Confidential, St. Louis, MO
Business Data Analyst
Responsibilities:
- Developed Business Requirement Document (BRD), Functional Specification Document (FSD) as well as the High-level Project Plan.
- Gathered requirements for Service-Oriented Architecture (SOA) projects.
- Designed and developed Use Cases, Activity and data flow Diagrams, Sequence Diagrams, flow charts using UML.
- Understanding of Regulatory and Compliance processes for Insurance business.
- Participated in the research, development of business opportunities and brainstorming sessions for ideas within the scope of the project. Contributed to the definition of scope, preparation of work plans and definition of business requirements.
- Designed and developed project document templates and managed SDLC using the RUP methodology.
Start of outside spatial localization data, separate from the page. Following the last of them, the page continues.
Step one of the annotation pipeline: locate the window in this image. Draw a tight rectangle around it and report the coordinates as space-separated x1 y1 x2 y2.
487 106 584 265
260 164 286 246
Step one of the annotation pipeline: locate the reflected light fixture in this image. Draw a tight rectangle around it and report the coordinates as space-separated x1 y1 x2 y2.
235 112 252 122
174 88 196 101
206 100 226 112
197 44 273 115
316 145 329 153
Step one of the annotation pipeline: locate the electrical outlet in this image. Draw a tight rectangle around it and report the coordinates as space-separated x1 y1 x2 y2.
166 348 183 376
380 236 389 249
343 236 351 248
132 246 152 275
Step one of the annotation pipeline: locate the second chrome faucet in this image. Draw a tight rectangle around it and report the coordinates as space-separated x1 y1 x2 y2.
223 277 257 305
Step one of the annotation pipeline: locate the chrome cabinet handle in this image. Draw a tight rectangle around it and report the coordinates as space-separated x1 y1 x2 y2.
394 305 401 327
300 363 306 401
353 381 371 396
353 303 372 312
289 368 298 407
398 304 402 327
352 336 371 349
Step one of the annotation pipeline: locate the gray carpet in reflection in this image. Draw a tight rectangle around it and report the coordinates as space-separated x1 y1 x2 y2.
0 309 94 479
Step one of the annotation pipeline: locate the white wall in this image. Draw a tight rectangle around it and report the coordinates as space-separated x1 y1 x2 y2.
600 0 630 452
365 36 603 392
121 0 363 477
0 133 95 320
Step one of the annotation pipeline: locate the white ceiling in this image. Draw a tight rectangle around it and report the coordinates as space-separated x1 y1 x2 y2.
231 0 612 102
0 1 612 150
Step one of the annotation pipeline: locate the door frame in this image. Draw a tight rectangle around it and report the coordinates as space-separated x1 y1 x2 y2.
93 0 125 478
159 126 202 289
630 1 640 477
Performed requirement gathering for the System using Requisite Pro.
- Designed and developed all Use Cases, UML models, Activity & Sequence diagrams using Rational Suite of products.
- Created business requirement specifications for Commercial Auto, General Liability, Inland Marine, Professional Liability, and Commercial Property.
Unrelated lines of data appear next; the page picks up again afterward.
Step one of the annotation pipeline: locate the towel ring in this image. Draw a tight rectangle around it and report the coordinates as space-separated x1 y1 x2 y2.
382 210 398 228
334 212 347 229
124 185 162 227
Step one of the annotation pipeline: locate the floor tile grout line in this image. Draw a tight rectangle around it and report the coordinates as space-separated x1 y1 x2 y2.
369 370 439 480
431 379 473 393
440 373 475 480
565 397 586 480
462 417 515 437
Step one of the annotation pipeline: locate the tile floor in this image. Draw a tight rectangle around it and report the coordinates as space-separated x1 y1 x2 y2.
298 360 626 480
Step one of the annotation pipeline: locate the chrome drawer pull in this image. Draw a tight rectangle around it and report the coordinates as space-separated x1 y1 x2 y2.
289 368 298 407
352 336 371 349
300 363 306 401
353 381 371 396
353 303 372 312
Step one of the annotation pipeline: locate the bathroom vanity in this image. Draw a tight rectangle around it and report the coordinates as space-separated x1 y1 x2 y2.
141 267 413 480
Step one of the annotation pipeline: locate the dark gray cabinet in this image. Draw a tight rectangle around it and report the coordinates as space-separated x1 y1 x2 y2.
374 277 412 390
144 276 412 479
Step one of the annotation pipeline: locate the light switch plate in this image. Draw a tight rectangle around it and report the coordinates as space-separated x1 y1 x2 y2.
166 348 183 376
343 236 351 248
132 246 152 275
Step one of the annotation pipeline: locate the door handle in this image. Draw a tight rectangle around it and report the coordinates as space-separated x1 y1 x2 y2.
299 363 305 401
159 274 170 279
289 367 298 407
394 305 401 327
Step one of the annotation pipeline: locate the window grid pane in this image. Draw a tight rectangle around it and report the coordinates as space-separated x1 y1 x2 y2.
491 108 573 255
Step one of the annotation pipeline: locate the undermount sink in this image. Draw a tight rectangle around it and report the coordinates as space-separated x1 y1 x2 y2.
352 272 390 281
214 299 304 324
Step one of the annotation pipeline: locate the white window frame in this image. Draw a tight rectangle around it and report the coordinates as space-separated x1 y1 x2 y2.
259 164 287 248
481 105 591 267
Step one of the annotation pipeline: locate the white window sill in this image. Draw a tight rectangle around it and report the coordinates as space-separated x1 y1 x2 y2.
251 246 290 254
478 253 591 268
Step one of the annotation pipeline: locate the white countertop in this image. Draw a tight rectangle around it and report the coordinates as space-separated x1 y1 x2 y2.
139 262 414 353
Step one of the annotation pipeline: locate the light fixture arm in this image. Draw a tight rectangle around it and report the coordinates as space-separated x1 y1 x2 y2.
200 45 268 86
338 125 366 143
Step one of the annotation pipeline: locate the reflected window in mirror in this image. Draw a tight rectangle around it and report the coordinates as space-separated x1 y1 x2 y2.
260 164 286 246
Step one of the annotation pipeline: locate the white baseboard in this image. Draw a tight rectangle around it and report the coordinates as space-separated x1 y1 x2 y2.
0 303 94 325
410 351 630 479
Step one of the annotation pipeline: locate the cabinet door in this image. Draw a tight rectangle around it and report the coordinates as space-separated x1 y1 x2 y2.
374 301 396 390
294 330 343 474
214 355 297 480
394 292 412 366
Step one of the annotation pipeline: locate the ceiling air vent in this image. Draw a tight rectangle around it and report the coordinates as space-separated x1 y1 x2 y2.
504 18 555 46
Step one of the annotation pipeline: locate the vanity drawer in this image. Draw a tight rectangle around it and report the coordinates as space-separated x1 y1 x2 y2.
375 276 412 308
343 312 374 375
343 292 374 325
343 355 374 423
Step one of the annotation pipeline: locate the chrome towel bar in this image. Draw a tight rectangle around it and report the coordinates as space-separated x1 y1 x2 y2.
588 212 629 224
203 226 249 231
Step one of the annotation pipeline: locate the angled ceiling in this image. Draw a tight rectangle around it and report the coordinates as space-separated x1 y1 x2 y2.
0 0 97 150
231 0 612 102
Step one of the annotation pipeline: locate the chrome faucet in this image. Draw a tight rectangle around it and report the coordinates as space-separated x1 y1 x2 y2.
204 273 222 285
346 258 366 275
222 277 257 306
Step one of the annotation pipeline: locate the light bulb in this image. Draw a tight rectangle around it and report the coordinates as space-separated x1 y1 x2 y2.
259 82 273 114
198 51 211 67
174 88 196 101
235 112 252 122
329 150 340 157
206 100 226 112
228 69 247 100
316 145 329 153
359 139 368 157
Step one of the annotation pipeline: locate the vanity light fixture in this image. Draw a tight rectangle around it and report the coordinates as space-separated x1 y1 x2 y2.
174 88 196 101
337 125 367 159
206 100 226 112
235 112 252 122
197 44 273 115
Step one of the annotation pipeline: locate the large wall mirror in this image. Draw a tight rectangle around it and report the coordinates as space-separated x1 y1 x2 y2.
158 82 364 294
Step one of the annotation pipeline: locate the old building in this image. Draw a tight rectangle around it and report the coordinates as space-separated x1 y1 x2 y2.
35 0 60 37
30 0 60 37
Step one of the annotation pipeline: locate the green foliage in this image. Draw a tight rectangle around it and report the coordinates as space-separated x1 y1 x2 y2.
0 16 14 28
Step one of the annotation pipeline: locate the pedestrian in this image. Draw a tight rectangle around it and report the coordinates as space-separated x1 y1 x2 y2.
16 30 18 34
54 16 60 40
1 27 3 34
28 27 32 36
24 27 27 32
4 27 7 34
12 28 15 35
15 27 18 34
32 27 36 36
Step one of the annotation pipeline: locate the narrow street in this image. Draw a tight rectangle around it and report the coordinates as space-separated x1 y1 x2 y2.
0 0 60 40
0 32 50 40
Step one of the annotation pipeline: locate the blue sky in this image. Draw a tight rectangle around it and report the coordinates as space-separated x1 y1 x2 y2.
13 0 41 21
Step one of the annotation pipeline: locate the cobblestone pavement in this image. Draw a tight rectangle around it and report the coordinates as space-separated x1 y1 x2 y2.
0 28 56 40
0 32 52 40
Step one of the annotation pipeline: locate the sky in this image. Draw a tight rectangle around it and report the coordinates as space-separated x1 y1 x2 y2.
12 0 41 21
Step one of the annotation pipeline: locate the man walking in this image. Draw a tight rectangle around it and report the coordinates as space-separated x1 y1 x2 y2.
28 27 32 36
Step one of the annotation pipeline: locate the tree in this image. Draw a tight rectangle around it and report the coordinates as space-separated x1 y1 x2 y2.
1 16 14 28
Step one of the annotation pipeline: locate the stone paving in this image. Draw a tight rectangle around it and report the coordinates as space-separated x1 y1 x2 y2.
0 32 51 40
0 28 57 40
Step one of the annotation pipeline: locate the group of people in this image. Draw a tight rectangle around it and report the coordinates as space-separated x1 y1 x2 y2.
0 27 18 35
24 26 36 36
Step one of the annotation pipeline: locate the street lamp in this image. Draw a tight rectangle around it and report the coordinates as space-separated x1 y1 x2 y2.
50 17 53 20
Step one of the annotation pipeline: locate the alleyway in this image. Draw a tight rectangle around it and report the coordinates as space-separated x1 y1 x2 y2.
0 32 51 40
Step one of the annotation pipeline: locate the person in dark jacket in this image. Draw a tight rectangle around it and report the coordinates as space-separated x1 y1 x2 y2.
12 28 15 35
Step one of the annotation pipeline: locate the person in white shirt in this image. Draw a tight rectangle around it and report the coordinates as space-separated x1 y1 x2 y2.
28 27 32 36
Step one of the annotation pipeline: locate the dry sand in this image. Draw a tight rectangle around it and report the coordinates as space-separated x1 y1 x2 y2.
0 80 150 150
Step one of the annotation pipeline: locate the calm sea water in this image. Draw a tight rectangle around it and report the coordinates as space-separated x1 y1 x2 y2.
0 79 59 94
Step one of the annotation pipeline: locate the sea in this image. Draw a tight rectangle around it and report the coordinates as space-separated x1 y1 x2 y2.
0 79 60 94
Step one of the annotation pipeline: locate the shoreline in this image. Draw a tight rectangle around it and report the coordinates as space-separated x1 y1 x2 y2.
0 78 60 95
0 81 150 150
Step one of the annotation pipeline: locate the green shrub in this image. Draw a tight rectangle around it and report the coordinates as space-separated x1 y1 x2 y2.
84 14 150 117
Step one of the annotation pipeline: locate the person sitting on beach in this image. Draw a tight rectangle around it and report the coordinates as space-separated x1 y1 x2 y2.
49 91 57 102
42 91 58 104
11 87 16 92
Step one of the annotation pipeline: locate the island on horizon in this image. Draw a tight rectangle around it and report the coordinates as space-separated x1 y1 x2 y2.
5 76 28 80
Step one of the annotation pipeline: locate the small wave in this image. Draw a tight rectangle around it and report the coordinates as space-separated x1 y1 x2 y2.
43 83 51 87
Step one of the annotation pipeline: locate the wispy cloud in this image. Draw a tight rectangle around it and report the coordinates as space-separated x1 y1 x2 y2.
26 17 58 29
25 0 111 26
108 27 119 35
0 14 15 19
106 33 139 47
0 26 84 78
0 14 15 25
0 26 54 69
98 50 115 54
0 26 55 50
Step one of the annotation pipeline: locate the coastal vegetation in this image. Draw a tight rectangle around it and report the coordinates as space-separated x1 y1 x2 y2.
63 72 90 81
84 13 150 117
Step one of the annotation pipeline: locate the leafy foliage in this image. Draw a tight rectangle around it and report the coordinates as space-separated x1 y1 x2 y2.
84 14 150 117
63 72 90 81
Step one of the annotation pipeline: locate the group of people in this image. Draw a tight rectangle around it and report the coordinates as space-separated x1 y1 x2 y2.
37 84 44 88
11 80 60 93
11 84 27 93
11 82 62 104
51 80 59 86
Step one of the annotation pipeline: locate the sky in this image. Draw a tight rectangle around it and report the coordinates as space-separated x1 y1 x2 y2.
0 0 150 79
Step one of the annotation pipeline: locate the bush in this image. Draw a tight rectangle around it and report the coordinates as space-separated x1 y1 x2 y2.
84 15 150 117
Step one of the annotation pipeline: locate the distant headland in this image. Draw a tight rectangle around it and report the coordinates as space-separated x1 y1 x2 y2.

- Performed Requirement and AS-IS GAP analysis.
- Helped in creating and Maintaining data mapping documents
- Performed Risk Analysis and identified risks rules and policies for IT and Business teams.
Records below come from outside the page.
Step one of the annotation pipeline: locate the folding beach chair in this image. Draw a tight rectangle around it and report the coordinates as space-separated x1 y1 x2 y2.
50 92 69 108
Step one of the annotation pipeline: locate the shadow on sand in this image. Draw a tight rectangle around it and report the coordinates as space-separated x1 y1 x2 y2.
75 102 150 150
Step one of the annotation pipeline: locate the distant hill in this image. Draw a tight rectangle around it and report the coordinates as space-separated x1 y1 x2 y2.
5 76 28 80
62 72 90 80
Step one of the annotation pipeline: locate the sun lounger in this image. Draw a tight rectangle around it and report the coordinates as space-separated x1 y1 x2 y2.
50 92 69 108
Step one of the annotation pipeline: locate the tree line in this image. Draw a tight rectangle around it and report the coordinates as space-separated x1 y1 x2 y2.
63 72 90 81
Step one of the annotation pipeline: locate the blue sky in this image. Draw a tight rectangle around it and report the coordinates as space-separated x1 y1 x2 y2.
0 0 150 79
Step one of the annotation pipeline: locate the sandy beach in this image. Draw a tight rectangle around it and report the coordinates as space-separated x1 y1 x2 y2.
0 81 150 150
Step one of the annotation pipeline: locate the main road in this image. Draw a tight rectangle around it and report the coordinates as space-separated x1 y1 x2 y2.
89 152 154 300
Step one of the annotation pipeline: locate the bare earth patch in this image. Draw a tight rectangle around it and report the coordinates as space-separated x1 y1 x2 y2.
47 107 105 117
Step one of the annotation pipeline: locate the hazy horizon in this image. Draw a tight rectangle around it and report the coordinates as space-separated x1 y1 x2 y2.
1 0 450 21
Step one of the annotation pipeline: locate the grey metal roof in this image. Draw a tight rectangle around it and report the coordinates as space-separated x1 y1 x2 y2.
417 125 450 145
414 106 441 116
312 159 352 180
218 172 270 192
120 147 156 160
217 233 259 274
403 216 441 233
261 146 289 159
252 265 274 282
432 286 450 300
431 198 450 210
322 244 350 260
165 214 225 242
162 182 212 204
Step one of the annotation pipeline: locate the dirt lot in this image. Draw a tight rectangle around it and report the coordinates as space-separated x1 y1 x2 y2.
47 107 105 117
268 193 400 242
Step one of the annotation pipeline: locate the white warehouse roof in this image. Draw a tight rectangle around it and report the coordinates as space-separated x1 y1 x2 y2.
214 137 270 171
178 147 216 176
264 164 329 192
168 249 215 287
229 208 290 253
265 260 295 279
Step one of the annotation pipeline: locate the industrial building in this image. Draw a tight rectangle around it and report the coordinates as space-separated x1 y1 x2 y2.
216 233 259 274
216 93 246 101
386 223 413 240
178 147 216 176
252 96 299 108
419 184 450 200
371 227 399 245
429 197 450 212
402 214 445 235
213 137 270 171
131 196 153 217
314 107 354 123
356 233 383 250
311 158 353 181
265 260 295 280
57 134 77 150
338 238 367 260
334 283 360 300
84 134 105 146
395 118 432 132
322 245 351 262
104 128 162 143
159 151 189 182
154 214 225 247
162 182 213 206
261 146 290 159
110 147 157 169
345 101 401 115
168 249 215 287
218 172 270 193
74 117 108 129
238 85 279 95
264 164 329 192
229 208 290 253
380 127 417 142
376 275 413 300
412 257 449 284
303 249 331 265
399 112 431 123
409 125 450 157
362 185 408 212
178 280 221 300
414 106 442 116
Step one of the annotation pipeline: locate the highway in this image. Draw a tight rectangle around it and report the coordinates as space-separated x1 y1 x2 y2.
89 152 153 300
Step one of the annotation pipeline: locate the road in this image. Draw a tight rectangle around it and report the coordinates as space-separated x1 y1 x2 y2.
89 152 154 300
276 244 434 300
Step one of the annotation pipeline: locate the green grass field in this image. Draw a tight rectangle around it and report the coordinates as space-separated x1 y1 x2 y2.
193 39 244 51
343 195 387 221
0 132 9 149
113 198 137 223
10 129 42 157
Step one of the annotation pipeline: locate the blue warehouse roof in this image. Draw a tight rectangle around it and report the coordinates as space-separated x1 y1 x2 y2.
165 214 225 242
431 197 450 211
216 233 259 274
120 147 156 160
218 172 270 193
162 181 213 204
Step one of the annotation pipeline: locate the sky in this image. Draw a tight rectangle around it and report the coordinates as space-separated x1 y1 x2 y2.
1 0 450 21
- Facilitated and managed meeting sessions aimed at JAD and project status updates with committee of SMEs from various business areas.
- Conducted interviews with business users to collect requirements & business process info.
- Involved in User Interface (UI) analysis with the business team to validate accuracy.
- Helped the QA team in testing.
- Provided customer support for any issues related to Asset Management tool.
- Functioned as the primary liaison between the business line, operations, and technical areas throughout the project cycle.
- Prepared project reports for management and assisted project managers in the development of weekly and monthly status reports, documented process flows, policies and procedures.
Confidential, Boise, ID
Data Analyst
Responsibilities:
- Worked with data investigation, discovery and mapping tools to scan every single data record from many sources.
- Identify business, functional & Technical requirements through meetings and JAD sessions.
- Used Date functions, String functions, Database functions to manipulate and format source data as a part of Data cleansing and Data profiling process.
- Attending meetings to understand project requirements and review of BRD documents.
- Analyzed the source systems to understand the source data relationships along with deeper understanding of business rules and data integration checks.
- Define the ETL mapping specification and Design the ETL process to source the data from sources and load it into DWH tables.
- Designed the logical and physical schema for data marts and integrated the legacy system data into data marts.
- Integrate DataStage Metadata to Informatica Metadata & create ETL mappings & workflows.
- Designed mapping and resolved performance bottlenecks in Source to Target, Mappings.
- Developed Mappings using Source Qualifier, Expression, Filter, Look up, Update Strategy, Sorter, Joiner, Normalizer and Router transformations.
- Involved in writing, testing, and implementing triggers, stored procedures and functions at Database level using PL/SQL.
- Developed Stored Procedures to test ETL Load per batch and provided performance optimized solution to eliminate duplicate records.
- Involved with the team on ETL design and development best practices.
- Build / improve relationships with development teams through proactive communication and face-to-face meetings.